SNOW JAZZ GASTEIN

Ray Anderson "Pocket Brass"

Fr, 23. März 2012 - 20:30
Sägewerk
Ray Anderson
trombone
Lew Soloff
trumpet
Matt Perrine
sousaphone
Eric Mc Pherson
drums

Event Report

Brass-Essenzen

Ray Anderson’s Pocket Brass Band eröffnete das zweite Snow Jazz-Wochenende im Sägewerk

Der Freitagabend im Festivalzentrum Sägewerk darf als weiteres Kapitel der sich durch das New York-Thema ziehenden Frage nach Bedeutung von Tradition und Moderne gelesen werden. Wo die Stadt am Hudson River für den unüberschaubaren, immerwährenden Aufbruch, für den brodelnden – auch musikalischen - Melting Pot der Gegenwart steht, verkörpert jene am Mississippi die Wiege des Jazz, New Orleans, die Geschichte, die Wurzeln dieses Stils. Wie man beides sinnvoll unter den berühmten Hut bekommt, zeigte der aus Chicago stammende Posaunist und Komponist Ray Anderson mit seiner „Pocket Brass Band“ auf eindrucksvolle Weise.
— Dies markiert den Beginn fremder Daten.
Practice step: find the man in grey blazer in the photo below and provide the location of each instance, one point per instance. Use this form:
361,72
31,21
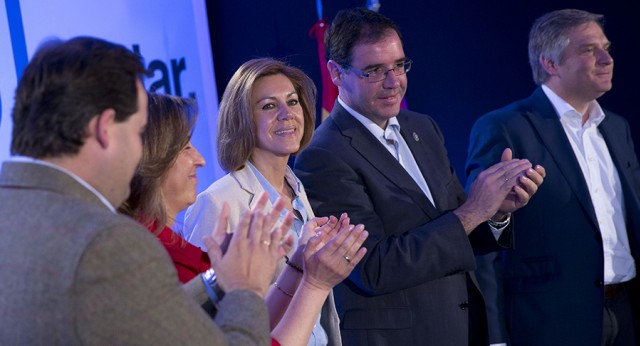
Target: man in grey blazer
75,272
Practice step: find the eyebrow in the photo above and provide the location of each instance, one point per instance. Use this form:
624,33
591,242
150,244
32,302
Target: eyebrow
381,65
273,97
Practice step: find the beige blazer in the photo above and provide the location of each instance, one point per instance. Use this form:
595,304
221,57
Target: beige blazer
73,272
240,189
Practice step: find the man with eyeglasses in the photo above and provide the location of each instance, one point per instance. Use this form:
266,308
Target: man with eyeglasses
388,169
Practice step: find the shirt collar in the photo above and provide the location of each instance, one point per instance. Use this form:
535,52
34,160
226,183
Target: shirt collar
564,109
368,123
67,172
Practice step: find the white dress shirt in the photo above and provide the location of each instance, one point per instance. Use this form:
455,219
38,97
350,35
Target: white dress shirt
603,181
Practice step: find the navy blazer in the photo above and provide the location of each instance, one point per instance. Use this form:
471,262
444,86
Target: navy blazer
549,288
413,286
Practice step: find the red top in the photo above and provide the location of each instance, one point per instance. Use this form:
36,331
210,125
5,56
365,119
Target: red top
188,259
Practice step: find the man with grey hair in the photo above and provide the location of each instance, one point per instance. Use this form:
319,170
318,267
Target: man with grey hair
571,277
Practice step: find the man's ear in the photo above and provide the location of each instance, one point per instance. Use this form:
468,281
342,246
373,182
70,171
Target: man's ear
548,65
335,71
103,127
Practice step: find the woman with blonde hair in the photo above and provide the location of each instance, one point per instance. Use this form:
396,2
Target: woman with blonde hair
267,114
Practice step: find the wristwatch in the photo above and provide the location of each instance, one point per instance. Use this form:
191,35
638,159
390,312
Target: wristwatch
214,290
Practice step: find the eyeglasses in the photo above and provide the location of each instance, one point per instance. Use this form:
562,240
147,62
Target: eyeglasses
378,74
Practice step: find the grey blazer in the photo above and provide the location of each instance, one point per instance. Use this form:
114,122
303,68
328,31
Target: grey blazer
72,272
238,189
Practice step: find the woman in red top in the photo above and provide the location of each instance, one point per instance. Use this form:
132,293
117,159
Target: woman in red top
165,184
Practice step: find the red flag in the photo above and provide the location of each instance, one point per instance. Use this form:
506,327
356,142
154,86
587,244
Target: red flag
329,90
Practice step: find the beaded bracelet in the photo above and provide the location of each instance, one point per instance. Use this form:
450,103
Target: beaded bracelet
289,263
282,290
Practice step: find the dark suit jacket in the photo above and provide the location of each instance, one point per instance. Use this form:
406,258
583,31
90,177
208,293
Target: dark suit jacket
413,287
73,273
553,291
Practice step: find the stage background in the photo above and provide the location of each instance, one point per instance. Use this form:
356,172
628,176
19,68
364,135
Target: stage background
171,35
469,56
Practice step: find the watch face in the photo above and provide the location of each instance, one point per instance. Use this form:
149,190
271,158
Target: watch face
209,275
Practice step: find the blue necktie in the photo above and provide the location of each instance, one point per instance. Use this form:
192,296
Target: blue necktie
405,158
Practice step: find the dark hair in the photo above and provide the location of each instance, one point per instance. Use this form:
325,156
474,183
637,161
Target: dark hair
548,37
169,127
236,125
355,26
64,86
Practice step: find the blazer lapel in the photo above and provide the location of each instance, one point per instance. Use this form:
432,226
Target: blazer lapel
377,155
249,183
613,136
545,121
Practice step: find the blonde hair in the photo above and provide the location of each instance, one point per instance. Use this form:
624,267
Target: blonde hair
236,126
168,131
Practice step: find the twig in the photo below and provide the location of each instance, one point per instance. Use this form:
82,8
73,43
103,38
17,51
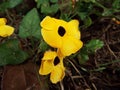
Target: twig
111,51
61,85
74,67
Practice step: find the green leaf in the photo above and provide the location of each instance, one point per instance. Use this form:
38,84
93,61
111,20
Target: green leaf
3,6
40,2
29,26
14,3
43,46
54,1
10,53
83,58
87,22
116,4
94,45
47,9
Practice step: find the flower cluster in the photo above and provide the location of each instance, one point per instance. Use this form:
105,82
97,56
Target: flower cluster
5,30
65,36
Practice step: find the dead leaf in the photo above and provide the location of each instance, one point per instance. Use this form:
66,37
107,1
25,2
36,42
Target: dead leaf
21,77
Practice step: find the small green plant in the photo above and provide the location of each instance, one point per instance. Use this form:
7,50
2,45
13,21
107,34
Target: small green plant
40,32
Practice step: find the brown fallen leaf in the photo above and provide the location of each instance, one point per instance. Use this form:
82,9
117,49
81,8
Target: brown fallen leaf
22,77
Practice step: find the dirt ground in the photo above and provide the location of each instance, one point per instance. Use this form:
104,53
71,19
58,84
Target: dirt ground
103,67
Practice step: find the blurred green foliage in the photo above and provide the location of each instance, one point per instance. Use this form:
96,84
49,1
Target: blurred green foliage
11,53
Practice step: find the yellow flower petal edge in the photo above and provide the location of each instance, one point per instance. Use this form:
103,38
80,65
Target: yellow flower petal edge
61,34
3,21
52,64
6,30
57,74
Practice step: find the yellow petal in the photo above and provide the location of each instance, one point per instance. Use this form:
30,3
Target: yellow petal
52,38
46,67
49,55
73,29
70,45
48,23
6,30
57,74
3,21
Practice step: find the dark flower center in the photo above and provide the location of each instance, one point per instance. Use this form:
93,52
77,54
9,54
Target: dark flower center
56,61
61,31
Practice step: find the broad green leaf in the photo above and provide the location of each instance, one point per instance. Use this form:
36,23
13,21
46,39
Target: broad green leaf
94,45
53,1
83,58
116,4
47,9
40,2
13,3
43,46
29,26
10,53
4,6
87,22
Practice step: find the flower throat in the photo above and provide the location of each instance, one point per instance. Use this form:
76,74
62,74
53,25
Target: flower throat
61,31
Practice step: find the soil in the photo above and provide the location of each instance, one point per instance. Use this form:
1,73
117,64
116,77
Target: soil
101,72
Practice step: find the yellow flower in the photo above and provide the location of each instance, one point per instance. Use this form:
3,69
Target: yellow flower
62,35
5,30
52,64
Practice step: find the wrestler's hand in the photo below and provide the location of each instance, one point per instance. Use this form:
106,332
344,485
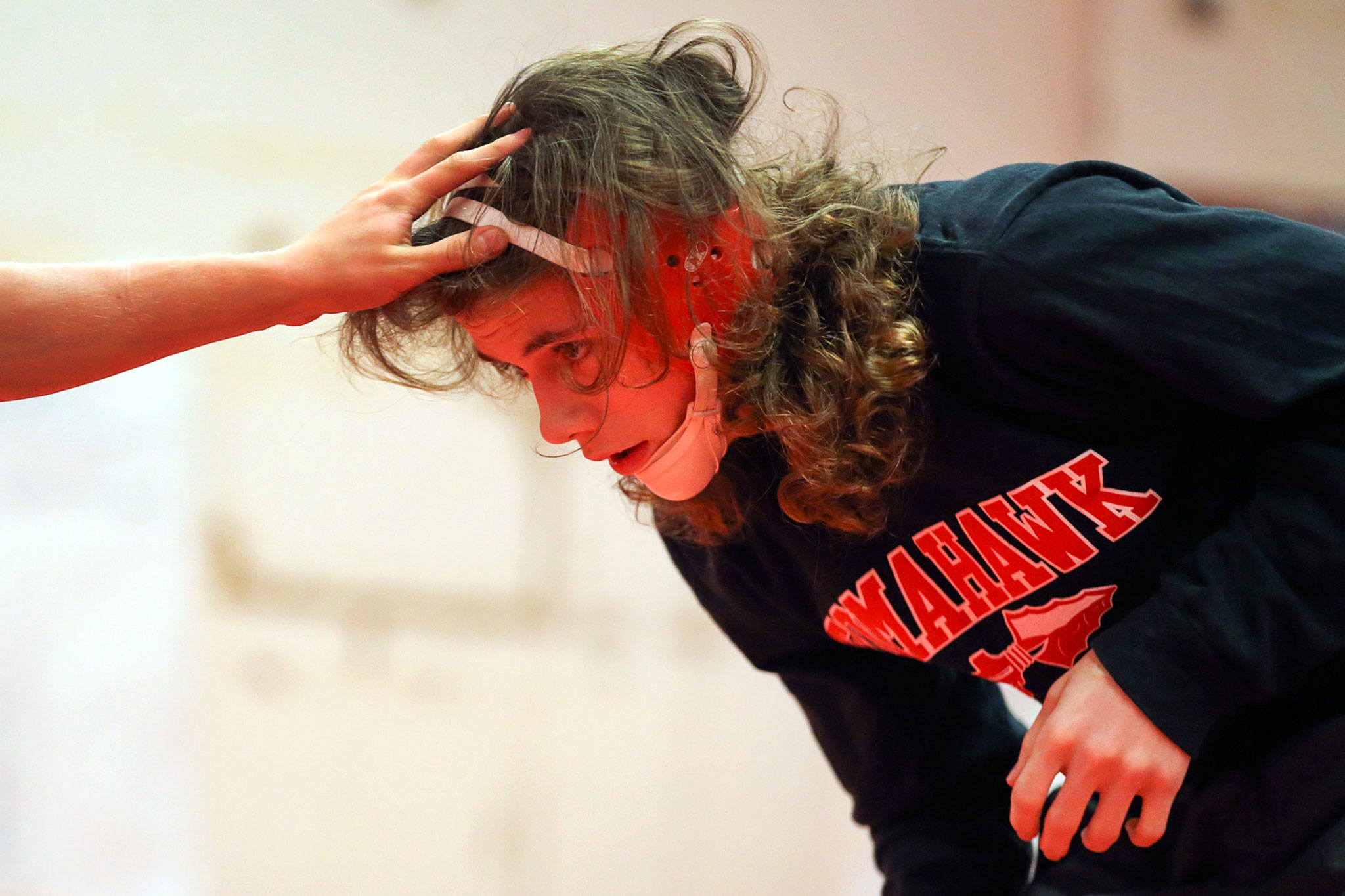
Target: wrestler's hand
363,257
1093,733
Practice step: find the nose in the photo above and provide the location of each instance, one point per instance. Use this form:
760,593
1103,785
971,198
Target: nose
568,416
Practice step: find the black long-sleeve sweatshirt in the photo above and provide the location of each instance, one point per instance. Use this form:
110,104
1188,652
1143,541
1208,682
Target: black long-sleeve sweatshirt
1136,444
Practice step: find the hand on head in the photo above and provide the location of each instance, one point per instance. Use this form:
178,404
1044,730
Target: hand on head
362,257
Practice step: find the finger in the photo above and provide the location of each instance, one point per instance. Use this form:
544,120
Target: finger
460,250
1105,826
440,147
426,188
1029,793
1025,748
1030,738
1153,817
1064,817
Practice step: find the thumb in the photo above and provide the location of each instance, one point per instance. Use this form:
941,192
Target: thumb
487,242
464,250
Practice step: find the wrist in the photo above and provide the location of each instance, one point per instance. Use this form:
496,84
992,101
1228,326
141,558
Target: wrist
292,293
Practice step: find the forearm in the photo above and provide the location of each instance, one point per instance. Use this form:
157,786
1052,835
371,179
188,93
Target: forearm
64,326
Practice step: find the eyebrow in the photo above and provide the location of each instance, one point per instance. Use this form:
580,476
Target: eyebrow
541,340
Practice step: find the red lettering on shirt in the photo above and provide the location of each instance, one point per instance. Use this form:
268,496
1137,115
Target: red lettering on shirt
935,613
1115,511
1040,527
989,572
1017,574
978,589
870,617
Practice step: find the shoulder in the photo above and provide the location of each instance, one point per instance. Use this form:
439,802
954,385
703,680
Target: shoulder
971,215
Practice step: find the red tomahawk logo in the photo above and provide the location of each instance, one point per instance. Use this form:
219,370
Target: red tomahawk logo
1055,633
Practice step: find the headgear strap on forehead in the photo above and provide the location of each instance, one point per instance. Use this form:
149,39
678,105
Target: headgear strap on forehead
581,261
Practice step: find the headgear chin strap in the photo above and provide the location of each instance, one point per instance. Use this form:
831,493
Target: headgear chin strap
686,463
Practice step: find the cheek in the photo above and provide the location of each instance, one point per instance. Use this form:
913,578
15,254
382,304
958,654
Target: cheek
655,410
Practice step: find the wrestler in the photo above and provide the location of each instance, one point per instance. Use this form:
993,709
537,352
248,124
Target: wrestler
1052,426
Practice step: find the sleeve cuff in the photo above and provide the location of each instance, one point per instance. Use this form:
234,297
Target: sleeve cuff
1164,662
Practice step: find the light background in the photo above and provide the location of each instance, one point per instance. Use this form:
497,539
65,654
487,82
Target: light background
265,629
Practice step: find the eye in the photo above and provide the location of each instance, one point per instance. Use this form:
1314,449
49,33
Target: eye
575,351
509,371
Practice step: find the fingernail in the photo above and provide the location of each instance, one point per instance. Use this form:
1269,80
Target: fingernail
489,241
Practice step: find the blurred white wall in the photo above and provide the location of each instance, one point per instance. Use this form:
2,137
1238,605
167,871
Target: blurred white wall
268,630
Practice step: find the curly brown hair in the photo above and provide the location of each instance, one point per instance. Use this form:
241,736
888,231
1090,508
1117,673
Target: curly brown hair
824,356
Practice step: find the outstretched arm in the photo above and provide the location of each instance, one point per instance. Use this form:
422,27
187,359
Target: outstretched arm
64,326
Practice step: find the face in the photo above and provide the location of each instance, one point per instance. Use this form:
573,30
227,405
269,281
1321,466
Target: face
541,332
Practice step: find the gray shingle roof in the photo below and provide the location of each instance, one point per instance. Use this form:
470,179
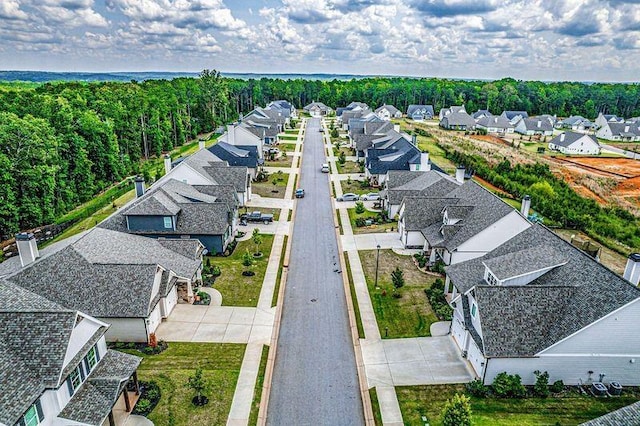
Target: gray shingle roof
523,320
628,416
96,397
34,335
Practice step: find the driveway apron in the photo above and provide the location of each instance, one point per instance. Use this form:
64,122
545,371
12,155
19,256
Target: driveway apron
315,378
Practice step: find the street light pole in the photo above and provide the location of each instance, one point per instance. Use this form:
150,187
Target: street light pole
377,261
Der - wie immer – gut gelaunte Bandleader hat mit seinem Quartett, zu dem der begehrte Trompeter Lew Soloff, der Sousaphon-Spieler Matt Perrine und Drummer  Eric McPherson zählen, jenen wohlbekannten, mehr oder weniger voluminösen Klang der vielen Marching Bands aus N.O. genommen, ihn auf Kleinstbesetzung  reduziert, um ihn mit zeitgenössischen Spielformen neu erklingen zu lassen. Der  Blick auf die Wurzeln begann an diesem Abend mit einer Hommage an Louis Armstrong und Lousianna namens „King Lousianna“, der noch ein für das Quartet arrangiertes Werk von Duke Ellington folgte, man braucht eben die Angebote der Geschichte und darf deren Schätze verwenden, um in die Zukunft aufzubrechen. Das Titelstück ihrer ersten Einspielung vor knapp zehn Jahren „Where Home Is“ wies bereits in die eigene Kompositionsrichtung, die dann im zweiten Set mit der “Sweet Chicago Suite“ ihre volle Blüte erreichte. Der Bandleader, den man durchaus als legitimen, virtuosen Nachfolger des Posaunenerzählers Albert Mangelsdorff, mit dem ihn die vielen modernen Spieltechniken verbinden, bezeichnen kann, der mit seinen druckvoll funkenden Riffs ebenso wie mit seiner präsenten zeitgenössischen Klangsprache überzeugte, fanden in Lew Soloff den oft strahlenden, aber auch ebenso seine Modernismen einstreunenden, Anderson ideal ergänzenden Partner der gemeinsam geschichteten Sounds. Blieben Matt Perrine, dessen Wirken vor allem als Bassist auf dem Sousaphon bestand, der aber immer wieder in seinen Solos seine Fähigkeiten zeigen durfte und Eric McPherson, der die rhythmisch-perkussiven Strukturen lieferte und sich ausgezeichnet in das Gesamtbild der „Taschen Blech“ Band- einfügte, aber auch in seinen solistischen Freiräumen zu glänzen wusste. Ein begeisternder Abend, bei dem die Musiker auch noch in traditioneller Weise am Ende als Marching Band von der Bühne in den Zuschauerraum wechselten. Womit die Frage – teilweise – beantwortet wäre.